Well, I was aware of a lot of what was going on. I was in the US in the 1960s and I saw what this drug had the potential to cause - there were bad experiences, too. And that made me cautious. But my father had also always told me how important it was to prepare yourself for such experiments and experiences, and that if you didn't, it could be a bad experience. And I was always scared of potentially having a bad experience. I also know of friends in the US… Their experiences were not necessarily bad ones, but what they experienced left its mark on the rest of their lives. So, in short, I didn't want a bad experience that would influence the rest of my life.
As much as the discovery of LSD-25 was almost by accident, your father's work seems to represent a style of research that we no longer see today - this idea of trying things out on yourself, learning from the experience, and continuing to research as a result. You still live near Basel, where a number of pharmaceutical companies are based, and I wonder whether you feel that research has become more careful and perhaps even through your father's experience become more restrictive?
Possibly. But the times have changed a lot. You have to remember that the research department at Sandoz was very, very small. My father worked with a handful of colleagues and the whole process was very much different from today. It was quite normal that you would try certain substances on yourself - it was quite common for my father, also with other medicines. And it was absolutely normal that you would include your colleagues in such tests. But that's all unthinkable today.
What of the cultural aspect of LSD - do you think it's important that we know your father's story and that of the drug?
Well, of course, the story has different sides. For one, if we take Novartis [Eds: the pharmaceutical group of which Sandoz is a part], LSD has practically no financial value for the company - certainly not compared to other medicines which my father developed at Sandoz, and which have remained important to this day. And I got a sense of this myself - Mr Vasella [Eds: Daniel Vasella, former Novartis chairman] had no interest in any links with LSD, or to revisit the topic, or support it in any way as others have done. And so I think that's why even internally, in the company itself, there's no trace of LSD or any memory of my father.
How do you feel about that?
It's a real shame - there's no justification for the fact that my father - a scientist - largely became known, simply as this so-called "Mr LSD." Because the other things he developed are very, very important - financially important for the company - and important for people in general. So, it's a shame that his entire work is reduced to that only - in inverted commas - of LSD. On the other hand, there are international efforts to have scientists revisit LSD research and to work on revealing its as yet unknown potential. Right now, here in Switzerland, researchers are working on a pilot project that's officially recognized and authorized, and in the US, researchers have also for some time been working with LSD again - and with some success.
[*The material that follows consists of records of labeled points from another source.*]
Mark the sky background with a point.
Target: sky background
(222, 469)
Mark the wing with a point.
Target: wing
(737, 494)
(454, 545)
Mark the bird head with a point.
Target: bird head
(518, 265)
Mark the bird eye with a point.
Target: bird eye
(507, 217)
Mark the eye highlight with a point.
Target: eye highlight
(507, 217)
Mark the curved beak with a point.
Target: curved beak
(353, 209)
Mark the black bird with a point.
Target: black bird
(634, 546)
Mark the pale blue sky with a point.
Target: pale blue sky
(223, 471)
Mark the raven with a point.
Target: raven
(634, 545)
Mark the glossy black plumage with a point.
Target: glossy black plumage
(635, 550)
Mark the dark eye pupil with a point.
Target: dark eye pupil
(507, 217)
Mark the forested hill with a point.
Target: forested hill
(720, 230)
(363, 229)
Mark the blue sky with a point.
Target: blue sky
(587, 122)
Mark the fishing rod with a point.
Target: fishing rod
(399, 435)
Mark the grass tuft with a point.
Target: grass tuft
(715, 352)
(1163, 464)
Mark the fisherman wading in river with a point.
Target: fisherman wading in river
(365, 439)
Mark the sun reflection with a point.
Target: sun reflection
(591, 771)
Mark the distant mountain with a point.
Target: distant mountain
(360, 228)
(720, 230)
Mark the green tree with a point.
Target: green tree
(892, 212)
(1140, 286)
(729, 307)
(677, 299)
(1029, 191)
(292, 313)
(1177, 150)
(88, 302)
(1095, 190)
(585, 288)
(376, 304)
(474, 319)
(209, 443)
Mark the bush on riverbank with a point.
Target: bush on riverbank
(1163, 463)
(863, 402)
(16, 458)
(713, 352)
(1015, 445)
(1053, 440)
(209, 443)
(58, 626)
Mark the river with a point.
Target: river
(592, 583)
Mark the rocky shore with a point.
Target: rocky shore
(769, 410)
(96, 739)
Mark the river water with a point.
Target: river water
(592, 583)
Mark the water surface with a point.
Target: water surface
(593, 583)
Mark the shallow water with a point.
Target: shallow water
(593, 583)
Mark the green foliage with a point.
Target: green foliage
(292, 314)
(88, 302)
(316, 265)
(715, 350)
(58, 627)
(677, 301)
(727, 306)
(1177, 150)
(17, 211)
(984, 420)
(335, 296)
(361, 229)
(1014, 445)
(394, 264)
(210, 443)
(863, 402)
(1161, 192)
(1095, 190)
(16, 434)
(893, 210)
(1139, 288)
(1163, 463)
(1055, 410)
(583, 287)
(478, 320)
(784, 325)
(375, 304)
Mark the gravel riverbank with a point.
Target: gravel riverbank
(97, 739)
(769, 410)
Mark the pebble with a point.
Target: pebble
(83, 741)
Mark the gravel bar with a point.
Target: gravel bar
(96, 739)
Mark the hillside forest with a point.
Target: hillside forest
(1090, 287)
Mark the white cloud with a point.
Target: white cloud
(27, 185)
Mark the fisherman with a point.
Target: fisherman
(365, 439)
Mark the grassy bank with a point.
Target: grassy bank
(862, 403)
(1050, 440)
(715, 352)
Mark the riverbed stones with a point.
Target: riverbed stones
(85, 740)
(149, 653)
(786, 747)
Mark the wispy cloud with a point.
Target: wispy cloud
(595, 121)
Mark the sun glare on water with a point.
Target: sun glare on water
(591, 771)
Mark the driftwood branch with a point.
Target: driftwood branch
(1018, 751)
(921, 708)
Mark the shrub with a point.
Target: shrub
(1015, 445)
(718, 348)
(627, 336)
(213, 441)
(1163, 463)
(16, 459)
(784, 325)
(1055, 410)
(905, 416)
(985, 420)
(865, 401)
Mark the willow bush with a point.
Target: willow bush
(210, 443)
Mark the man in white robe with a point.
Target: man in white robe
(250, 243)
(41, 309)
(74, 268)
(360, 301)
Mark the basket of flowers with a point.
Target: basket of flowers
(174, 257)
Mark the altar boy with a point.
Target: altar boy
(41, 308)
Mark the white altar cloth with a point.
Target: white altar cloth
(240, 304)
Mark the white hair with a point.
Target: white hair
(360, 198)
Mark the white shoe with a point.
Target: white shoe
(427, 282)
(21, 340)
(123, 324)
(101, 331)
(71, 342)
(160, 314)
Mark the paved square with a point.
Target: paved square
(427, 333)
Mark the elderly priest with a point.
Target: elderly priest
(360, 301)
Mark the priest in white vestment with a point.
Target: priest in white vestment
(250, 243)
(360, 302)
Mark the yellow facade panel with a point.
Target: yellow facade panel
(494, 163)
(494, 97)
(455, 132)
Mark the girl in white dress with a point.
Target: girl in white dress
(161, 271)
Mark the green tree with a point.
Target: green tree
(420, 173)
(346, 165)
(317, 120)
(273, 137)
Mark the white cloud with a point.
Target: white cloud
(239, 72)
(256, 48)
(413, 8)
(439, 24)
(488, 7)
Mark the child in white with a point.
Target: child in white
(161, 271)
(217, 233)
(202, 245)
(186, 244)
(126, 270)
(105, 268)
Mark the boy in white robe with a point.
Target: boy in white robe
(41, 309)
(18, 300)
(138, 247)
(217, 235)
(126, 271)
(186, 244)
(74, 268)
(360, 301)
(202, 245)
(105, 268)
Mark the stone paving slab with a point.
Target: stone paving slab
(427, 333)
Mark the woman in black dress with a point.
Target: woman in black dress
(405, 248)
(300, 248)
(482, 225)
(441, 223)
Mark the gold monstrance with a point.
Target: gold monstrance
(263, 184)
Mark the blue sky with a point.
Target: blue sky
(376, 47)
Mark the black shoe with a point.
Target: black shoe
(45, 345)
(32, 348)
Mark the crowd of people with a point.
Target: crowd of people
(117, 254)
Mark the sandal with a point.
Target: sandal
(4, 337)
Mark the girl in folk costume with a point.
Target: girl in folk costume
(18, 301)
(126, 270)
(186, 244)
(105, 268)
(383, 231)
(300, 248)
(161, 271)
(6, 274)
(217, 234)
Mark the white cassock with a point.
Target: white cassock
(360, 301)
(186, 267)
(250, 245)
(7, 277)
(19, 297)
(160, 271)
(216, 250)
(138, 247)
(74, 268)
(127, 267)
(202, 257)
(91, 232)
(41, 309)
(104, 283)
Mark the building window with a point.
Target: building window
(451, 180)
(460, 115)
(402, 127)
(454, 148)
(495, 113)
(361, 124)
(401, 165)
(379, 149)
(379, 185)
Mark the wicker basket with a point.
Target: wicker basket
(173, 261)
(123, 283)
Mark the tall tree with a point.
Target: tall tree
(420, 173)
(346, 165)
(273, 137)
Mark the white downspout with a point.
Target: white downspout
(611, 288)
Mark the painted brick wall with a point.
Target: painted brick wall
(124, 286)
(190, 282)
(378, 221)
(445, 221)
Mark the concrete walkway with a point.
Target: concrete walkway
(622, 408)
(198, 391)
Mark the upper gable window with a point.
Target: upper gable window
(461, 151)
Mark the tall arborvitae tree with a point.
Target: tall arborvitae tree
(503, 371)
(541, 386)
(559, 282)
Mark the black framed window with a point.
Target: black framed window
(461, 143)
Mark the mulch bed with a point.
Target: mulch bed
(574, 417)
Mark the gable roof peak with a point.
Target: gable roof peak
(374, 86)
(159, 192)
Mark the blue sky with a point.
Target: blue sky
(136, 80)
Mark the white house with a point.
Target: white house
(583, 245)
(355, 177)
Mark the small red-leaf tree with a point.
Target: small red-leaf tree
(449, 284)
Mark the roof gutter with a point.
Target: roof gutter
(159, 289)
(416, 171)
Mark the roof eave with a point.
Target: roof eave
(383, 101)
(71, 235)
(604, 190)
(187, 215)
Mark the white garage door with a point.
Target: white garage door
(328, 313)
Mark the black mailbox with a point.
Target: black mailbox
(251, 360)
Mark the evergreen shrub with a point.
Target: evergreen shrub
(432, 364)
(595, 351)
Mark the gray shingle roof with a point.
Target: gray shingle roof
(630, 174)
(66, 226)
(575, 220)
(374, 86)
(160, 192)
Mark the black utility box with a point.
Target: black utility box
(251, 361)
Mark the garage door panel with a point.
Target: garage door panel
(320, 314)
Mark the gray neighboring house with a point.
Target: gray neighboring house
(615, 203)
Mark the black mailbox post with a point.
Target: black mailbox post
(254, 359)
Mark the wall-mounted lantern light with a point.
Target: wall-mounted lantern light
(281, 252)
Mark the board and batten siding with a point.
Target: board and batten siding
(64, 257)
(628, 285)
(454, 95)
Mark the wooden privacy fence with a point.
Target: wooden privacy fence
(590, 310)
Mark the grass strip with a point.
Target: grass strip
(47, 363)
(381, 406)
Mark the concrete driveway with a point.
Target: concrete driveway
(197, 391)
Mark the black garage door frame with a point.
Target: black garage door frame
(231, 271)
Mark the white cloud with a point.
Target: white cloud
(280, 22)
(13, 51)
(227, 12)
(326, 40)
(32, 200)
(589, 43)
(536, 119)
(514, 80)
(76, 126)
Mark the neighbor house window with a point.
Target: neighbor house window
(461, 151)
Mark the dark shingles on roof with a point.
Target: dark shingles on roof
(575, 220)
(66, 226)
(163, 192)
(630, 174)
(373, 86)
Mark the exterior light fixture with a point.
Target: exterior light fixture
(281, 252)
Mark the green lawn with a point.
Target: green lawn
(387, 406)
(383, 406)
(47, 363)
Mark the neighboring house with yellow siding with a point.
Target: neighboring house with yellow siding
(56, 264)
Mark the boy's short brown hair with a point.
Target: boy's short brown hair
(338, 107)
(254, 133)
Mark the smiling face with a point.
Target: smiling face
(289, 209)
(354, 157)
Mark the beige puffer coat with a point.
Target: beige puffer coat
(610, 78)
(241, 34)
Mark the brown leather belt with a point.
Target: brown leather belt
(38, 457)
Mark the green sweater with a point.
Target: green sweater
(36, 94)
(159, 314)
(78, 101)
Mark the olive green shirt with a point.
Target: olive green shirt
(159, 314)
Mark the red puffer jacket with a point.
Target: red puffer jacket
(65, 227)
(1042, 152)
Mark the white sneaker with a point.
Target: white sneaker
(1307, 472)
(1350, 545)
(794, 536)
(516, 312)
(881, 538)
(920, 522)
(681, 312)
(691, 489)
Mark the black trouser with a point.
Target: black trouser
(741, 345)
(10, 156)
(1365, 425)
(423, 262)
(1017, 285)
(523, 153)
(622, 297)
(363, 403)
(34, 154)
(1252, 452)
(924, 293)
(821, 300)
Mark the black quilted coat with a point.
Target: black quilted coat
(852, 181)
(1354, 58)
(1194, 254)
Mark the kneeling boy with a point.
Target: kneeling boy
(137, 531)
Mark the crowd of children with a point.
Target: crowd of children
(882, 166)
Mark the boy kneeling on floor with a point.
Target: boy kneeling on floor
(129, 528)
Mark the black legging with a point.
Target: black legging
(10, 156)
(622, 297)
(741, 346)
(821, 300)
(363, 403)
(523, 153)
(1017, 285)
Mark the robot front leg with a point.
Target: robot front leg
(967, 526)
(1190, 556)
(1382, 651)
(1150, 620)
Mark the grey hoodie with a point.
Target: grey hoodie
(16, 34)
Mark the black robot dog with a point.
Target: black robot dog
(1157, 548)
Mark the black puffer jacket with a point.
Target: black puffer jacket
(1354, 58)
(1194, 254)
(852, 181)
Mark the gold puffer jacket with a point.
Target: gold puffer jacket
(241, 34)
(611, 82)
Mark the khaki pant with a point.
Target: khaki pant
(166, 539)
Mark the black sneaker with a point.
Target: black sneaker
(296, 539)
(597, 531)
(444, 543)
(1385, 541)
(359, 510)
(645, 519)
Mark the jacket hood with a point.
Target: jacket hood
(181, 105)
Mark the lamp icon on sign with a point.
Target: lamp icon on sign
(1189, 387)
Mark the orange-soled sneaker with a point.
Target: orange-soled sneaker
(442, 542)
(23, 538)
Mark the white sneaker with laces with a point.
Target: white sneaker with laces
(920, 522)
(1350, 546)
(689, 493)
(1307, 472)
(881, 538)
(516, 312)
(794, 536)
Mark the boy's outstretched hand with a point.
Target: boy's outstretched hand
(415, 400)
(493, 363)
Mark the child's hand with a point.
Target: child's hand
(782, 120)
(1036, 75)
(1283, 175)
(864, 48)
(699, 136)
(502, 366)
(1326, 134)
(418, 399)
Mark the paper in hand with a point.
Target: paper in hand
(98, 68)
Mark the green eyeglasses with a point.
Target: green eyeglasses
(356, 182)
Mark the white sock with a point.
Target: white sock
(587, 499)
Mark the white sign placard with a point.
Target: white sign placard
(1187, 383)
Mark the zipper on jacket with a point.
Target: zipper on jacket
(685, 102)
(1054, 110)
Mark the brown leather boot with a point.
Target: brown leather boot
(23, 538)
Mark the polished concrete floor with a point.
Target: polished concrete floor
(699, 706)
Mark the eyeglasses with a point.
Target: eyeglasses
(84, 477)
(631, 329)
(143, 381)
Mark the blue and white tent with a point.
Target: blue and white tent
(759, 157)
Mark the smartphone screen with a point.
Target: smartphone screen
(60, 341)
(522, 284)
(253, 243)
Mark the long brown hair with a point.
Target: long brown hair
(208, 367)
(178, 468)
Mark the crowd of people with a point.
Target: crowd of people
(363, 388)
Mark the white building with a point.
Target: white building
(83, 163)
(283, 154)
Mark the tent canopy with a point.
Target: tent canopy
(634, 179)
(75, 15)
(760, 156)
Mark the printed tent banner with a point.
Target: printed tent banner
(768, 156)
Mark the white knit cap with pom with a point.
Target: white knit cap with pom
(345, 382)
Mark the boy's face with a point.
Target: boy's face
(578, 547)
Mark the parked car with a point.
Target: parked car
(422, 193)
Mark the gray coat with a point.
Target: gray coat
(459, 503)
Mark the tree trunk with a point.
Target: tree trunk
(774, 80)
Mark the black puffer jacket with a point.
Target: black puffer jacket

And your father - who lived to the age of 102 - was active for a long time and remained interested in the potential of LSD... to bring out the good aspects of the drug.
Yes, of course, he always was... but he wanted it to be understood as objectively as possible. He didn't only ever push the positive aspects. He also presented the negative aspects and negative potential of LSD, even regarding the abuse of the drug by people who experimented with it. He always wanted to make sure that - as the science stands - the negative aspects were also known.
That's something from which today's pharmaceutical companies could learn - many are still criticized for not releasing their negative results and clinical data.
Yes, but it was a moral thing for my father, and after all the furor around LSD, he felt responsible for everything that had happened and was happening.
Andreas Hofmann is one of Albert Hofmann's four children. Albert Hofmann worked as a research chemist for the Swiss pharmaceutical firm Sandoz from 1927 to 1971 and was researching the active ingredients in medicinal plants when he accidentally discovered the hallucinogenic effects of LSD-25 on April 16, 1943. Albert Hofmann died in 2008.